01:43Ah oui, parce que c'est elle qui m'a mise dans cette galère. C'est-à-dire que, pour situer un
01:47petit peu, l'histoire c'est elle qui a été la première à me la raconter, l'histoire de ces
01:51deux Allemandes qui débarquent quand elle est encore jeune dans ce village, un genre de fête
01:56nationale, et qui vont en fait obséder, à partir de ce moment-là, les villageois. Ils vont avoir
02:01de cesse que de savoir qui elles sont, pourquoi elles ont débarqué là, pourquoi là plutôt qu'ailleurs,
02:05à une époque où les hippies se rendent sur le Larzac. Et donc elle me dit, mais c'est bizarre. Et
02:10cette légende, elle me l'a raconté toute mon enfance. Et il se trouve que l'été dernier, donc je vais
02:14avec elle en vacances, et que je tombe sur une des maisons de ces deux Allemandes, juste à côté de
02:19moi, après une soirée un peu animée. Je me dis, mais c'est pas vrai, elles sont là, et donc toutes
02:24les légendes qu'on m'a racontées, je pourrais avoir des réponses. Et c'est là qu'est venue l'idée de
02:27l'enquête. Oui, parce qu'elles débarquent, enfin elles arrivent lors de ce 14 juillet, mais elles
02:33s'installent quoi, elles font un atelier. Elles ne font pas que passer. Vous écrivez à un moment,
02:37elles venaient de loin pour débarquer nulle part. Alors effectivement, c'est là qu'on voit
02:43qu'il y a des régions comme ça, qui sont marquées par le passé, par l'histoire. Il y a
02:50énormément de fantasmes, de suspicions autour d'elles. On parle de l'Allemande qui habite
02:58à la dernière maison du Hameau. Vous écrivez à un moment, elle fut, au retour, la touriste, la petite,
03:02l'étrangère, la boche, la gamine de la colline, la fille du nazi, la hippie, la fille des bulles, la
03:06terroriste, l'artiste, la dévergondée, la droguée, la pute, la folle, la mère indigne, la vieille
03:12livrogne, la sorcière. C'est fou. En fait, c'est la peur de l'inconnu, de l'étranger, c'est ça aussi.

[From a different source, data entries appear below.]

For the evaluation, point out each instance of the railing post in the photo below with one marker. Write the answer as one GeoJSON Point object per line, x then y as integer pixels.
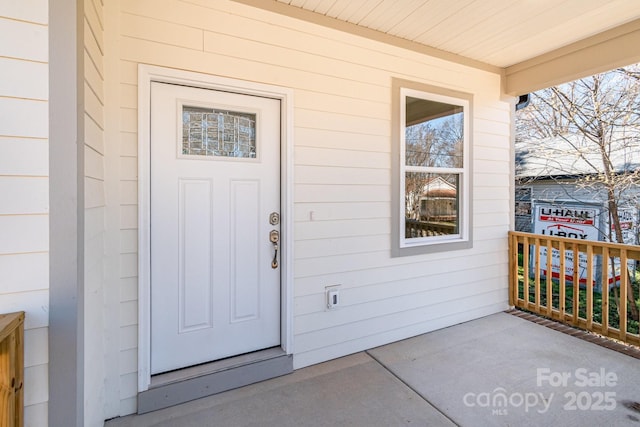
{"type": "Point", "coordinates": [12, 369]}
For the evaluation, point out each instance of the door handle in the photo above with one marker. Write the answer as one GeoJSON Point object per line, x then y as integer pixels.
{"type": "Point", "coordinates": [274, 237]}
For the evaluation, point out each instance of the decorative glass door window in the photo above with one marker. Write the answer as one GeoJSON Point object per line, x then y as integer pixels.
{"type": "Point", "coordinates": [218, 133]}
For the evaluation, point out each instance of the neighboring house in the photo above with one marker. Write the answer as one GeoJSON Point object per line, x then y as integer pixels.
{"type": "Point", "coordinates": [151, 150]}
{"type": "Point", "coordinates": [563, 171]}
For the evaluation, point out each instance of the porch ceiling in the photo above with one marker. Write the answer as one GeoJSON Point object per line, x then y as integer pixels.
{"type": "Point", "coordinates": [498, 35]}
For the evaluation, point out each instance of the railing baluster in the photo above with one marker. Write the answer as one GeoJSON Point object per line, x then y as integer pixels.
{"type": "Point", "coordinates": [589, 286]}
{"type": "Point", "coordinates": [536, 263]}
{"type": "Point", "coordinates": [563, 281]}
{"type": "Point", "coordinates": [576, 283]}
{"type": "Point", "coordinates": [597, 273]}
{"type": "Point", "coordinates": [604, 289]}
{"type": "Point", "coordinates": [622, 308]}
{"type": "Point", "coordinates": [549, 278]}
{"type": "Point", "coordinates": [525, 271]}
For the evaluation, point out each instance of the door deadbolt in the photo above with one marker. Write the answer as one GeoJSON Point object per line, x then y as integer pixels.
{"type": "Point", "coordinates": [274, 237]}
{"type": "Point", "coordinates": [274, 218]}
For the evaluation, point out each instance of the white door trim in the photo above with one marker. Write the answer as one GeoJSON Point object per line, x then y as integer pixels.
{"type": "Point", "coordinates": [147, 74]}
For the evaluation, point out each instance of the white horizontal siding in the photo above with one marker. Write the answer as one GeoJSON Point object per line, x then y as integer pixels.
{"type": "Point", "coordinates": [94, 214]}
{"type": "Point", "coordinates": [342, 173]}
{"type": "Point", "coordinates": [24, 189]}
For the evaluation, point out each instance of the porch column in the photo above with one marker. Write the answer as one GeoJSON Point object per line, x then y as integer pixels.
{"type": "Point", "coordinates": [66, 202]}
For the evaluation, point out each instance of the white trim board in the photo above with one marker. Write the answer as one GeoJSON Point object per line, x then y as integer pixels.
{"type": "Point", "coordinates": [147, 74]}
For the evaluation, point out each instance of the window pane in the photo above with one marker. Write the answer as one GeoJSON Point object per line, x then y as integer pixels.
{"type": "Point", "coordinates": [434, 133]}
{"type": "Point", "coordinates": [431, 204]}
{"type": "Point", "coordinates": [211, 132]}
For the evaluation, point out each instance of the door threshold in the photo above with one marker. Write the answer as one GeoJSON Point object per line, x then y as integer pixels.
{"type": "Point", "coordinates": [176, 387]}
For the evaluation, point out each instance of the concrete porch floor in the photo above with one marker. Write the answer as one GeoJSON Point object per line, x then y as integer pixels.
{"type": "Point", "coordinates": [500, 370]}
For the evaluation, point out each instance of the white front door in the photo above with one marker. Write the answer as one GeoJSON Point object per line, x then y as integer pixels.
{"type": "Point", "coordinates": [215, 201]}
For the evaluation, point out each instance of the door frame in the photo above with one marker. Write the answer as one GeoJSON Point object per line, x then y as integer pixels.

03:17La peur des femmes aussi, des femmes. La sorcière. C'est ça. Je dis que sorcière, c'est une façon
03:22de qualifier les femmes qu'on ne sait pas comment qualifier, qui échappe à peu près à tous les
03:26rôles que la société tolère pour les femmes. Elles sortent vraiment des sentiers battus. Elles
03:32sont tout simplement elles-mêmes. Elles ne remplissent pas de mission pour la société à
03:35proprement parler. Et ça, personne ne comprend pourquoi, qui elles sont. Et tout le monde n'a
03:40de cesse de vouloir percer ce mystère à tout prix. Et c'est vrai qu'on passe par toutes les
03:44rumeurs possibles et inimaginables. Votre bordel. Et alors, au-delà, ce qu'il y a, c'est quand même
03:50cette crainte, ce regard sur l'étranger, sur ce qui est différent. C'est ça aussi le...

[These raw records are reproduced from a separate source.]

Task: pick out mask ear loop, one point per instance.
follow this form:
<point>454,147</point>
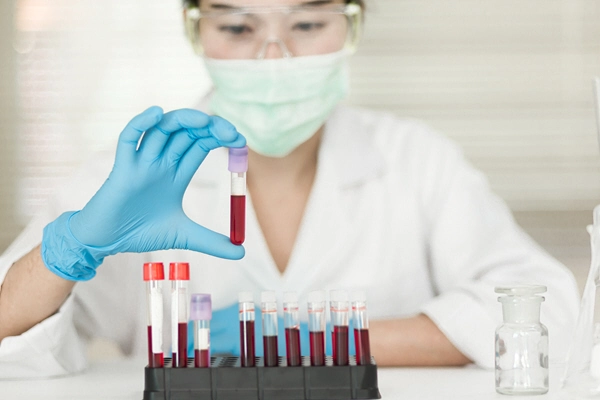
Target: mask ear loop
<point>263,50</point>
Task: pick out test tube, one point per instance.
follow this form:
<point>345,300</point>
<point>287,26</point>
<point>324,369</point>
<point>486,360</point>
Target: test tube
<point>247,346</point>
<point>360,321</point>
<point>201,314</point>
<point>316,327</point>
<point>179,274</point>
<point>338,303</point>
<point>268,302</point>
<point>238,165</point>
<point>154,274</point>
<point>291,322</point>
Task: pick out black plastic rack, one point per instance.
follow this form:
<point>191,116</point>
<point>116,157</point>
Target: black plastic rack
<point>226,379</point>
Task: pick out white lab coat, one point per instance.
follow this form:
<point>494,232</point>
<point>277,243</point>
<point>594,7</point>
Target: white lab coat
<point>395,210</point>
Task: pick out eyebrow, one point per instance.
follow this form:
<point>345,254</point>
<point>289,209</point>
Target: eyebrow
<point>222,6</point>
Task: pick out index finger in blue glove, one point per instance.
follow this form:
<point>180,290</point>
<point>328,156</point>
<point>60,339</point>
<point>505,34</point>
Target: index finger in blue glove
<point>156,138</point>
<point>218,133</point>
<point>192,236</point>
<point>130,136</point>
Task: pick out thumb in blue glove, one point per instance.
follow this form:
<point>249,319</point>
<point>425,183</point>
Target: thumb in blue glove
<point>139,207</point>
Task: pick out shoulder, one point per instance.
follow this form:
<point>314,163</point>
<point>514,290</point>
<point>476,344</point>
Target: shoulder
<point>398,140</point>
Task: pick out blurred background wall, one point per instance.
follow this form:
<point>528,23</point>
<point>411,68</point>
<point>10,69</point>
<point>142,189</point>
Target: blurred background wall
<point>510,80</point>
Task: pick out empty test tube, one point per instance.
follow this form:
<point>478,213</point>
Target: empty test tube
<point>316,327</point>
<point>338,302</point>
<point>201,314</point>
<point>238,165</point>
<point>154,274</point>
<point>179,274</point>
<point>247,315</point>
<point>268,302</point>
<point>291,322</point>
<point>360,321</point>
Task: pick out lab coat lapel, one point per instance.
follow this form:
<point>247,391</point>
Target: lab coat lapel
<point>347,160</point>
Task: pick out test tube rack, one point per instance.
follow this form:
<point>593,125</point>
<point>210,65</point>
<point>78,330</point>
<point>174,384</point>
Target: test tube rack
<point>226,379</point>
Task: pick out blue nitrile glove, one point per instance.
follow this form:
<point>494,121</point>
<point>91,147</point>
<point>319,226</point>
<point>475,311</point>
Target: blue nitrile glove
<point>225,334</point>
<point>139,207</point>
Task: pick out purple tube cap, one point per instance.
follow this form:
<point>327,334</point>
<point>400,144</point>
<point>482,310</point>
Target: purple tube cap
<point>238,159</point>
<point>200,307</point>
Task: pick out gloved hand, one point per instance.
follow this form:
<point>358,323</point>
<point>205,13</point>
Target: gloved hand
<point>139,207</point>
<point>225,334</point>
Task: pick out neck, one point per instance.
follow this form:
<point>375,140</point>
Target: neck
<point>298,166</point>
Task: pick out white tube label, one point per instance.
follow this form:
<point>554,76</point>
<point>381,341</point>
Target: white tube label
<point>156,320</point>
<point>174,322</point>
<point>203,339</point>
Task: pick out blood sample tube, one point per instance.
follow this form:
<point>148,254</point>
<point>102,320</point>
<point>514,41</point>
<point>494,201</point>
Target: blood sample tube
<point>238,165</point>
<point>247,346</point>
<point>154,274</point>
<point>338,302</point>
<point>179,274</point>
<point>361,328</point>
<point>268,303</point>
<point>291,322</point>
<point>201,314</point>
<point>316,327</point>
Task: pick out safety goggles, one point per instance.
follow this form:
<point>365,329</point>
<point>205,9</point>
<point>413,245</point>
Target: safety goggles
<point>249,32</point>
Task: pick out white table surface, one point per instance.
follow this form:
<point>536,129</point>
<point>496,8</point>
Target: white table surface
<point>124,379</point>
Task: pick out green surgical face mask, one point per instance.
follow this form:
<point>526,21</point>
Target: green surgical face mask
<point>278,104</point>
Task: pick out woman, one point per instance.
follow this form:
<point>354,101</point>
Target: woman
<point>338,198</point>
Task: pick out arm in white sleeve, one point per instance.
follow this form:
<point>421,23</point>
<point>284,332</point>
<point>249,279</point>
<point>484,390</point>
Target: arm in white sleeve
<point>50,348</point>
<point>54,346</point>
<point>475,245</point>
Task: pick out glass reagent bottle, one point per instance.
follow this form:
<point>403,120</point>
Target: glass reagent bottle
<point>521,342</point>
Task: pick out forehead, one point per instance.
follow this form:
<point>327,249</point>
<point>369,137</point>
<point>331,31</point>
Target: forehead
<point>253,3</point>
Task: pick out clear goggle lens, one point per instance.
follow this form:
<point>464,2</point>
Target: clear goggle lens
<point>246,33</point>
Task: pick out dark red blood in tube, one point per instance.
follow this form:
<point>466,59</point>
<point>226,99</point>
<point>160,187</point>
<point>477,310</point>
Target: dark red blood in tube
<point>317,348</point>
<point>247,350</point>
<point>201,358</point>
<point>363,346</point>
<point>237,232</point>
<point>340,345</point>
<point>180,357</point>
<point>270,349</point>
<point>292,346</point>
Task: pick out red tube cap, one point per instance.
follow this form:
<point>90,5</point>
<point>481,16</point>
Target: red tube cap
<point>179,271</point>
<point>154,271</point>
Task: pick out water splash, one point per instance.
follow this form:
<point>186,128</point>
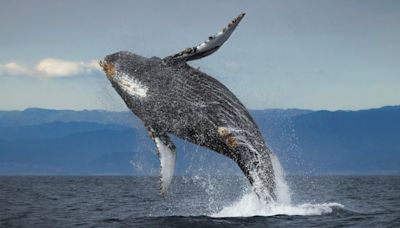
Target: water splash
<point>251,205</point>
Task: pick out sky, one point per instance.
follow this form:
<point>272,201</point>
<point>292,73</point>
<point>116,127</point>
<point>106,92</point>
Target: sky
<point>311,54</point>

03:56C'est ça. Une grosse partie du roman tient à ça aussi. En effet, c'est-à-dire que elles sont
04:02allemandes. Il y a encore dans ces campagnes françaises des relents anti-Bosch, à ce moment-là
04:07de notre histoire. Mon grand-père, parmi lesquels, a été fait prisonnier pour le STO, a servi pour le
04:13STO, donc a servi en Allemagne. Et à partir de ça, se sont noués des amitiés qui sont absolument
04:18indicibles. On ne devait pas être amis avec l'ennemi. On n'était pas amis encore moins avec
04:22des nazis. Aujourd'hui encore, c'est une partie très sombre de l'histoire franco-allemande. Et tous
04:28ces soubassements, tout ce qui s'est passé entre ces gens-là qui, malgré tout, ont vécu ensemble.

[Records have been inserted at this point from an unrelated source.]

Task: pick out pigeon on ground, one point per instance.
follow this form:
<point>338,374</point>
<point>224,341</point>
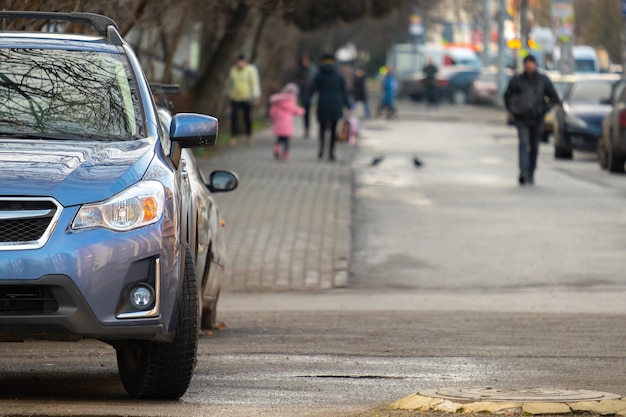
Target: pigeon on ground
<point>377,160</point>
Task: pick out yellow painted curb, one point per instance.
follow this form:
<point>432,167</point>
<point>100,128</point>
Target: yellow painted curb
<point>417,402</point>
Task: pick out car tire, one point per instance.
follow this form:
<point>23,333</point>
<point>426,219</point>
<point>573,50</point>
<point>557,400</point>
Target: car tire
<point>163,370</point>
<point>561,152</point>
<point>602,155</point>
<point>458,97</point>
<point>615,163</point>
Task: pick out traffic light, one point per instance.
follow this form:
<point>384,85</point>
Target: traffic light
<point>517,44</point>
<point>514,44</point>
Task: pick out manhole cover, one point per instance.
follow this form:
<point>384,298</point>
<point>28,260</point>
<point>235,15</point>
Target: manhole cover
<point>544,395</point>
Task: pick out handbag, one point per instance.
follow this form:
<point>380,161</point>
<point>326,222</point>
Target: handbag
<point>344,130</point>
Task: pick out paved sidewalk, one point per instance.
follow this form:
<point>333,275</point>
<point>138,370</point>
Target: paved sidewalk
<point>288,224</point>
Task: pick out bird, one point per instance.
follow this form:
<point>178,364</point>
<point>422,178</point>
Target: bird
<point>377,160</point>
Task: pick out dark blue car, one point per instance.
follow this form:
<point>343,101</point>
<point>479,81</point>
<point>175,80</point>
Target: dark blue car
<point>578,120</point>
<point>107,229</point>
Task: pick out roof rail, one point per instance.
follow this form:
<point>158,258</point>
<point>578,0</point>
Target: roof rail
<point>159,92</point>
<point>102,24</point>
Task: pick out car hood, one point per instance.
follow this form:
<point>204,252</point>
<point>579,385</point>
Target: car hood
<point>73,172</point>
<point>591,113</point>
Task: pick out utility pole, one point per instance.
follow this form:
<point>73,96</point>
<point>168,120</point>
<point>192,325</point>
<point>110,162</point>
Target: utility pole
<point>623,36</point>
<point>501,49</point>
<point>486,30</point>
<point>524,25</point>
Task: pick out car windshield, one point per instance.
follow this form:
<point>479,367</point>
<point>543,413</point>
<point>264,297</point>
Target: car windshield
<point>488,78</point>
<point>591,92</point>
<point>585,65</point>
<point>83,94</point>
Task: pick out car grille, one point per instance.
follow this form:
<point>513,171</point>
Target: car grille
<point>26,223</point>
<point>27,299</point>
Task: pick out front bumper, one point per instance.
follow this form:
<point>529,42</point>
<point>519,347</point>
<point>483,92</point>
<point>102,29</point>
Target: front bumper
<point>582,139</point>
<point>75,285</point>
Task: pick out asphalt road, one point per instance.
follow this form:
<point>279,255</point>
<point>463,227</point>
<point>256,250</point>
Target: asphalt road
<point>459,277</point>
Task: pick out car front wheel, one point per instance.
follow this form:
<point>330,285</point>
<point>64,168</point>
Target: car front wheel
<point>150,369</point>
<point>459,97</point>
<point>602,154</point>
<point>615,162</point>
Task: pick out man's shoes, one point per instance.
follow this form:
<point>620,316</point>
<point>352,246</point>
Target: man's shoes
<point>522,180</point>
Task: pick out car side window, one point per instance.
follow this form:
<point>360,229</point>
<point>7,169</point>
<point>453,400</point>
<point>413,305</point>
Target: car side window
<point>593,92</point>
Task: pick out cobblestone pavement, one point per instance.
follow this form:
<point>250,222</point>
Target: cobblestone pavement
<point>288,223</point>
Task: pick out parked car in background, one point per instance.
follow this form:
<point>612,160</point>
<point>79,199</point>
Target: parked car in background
<point>578,120</point>
<point>453,84</point>
<point>108,230</point>
<point>612,142</point>
<point>561,84</point>
<point>484,88</point>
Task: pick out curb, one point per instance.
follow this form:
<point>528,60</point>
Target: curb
<point>417,402</point>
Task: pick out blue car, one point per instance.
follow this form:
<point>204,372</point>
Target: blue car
<point>577,123</point>
<point>107,228</point>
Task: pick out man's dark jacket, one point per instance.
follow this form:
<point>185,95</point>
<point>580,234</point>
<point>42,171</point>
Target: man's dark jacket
<point>333,97</point>
<point>542,93</point>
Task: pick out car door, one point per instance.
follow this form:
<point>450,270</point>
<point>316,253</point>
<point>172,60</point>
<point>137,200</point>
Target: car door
<point>618,100</point>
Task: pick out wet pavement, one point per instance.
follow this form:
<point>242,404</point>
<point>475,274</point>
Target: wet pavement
<point>458,278</point>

04:34Et je crois, parfois se sont aimés, ont noué des amitiés. J'avais envie de l'explorer parce que ça
04:39me paraissait une partie tue de mon histoire familiale et de notre histoire à tous.
04:43Oui, on voit effectivement votre grand-père qui apparaît. On ne dévoilera pas tout. On laissera
04:49le lecteur découvrir. Mais c'est vrai que c'est intéressant de voir qu'il y a des clichés qui
04:56demeurent à l'heure de ce qui est officiellement la réconciliation franco-allemande et de l'Europe.
05:02En tout cas, c'est à lire. Ça s'appelle « Vienne d'Orlande » et c'est paru chez Albin Michel.
05:07Merci beaucoup Pauline Clavier. Merci beaucoup Elphilda. Merci à vous.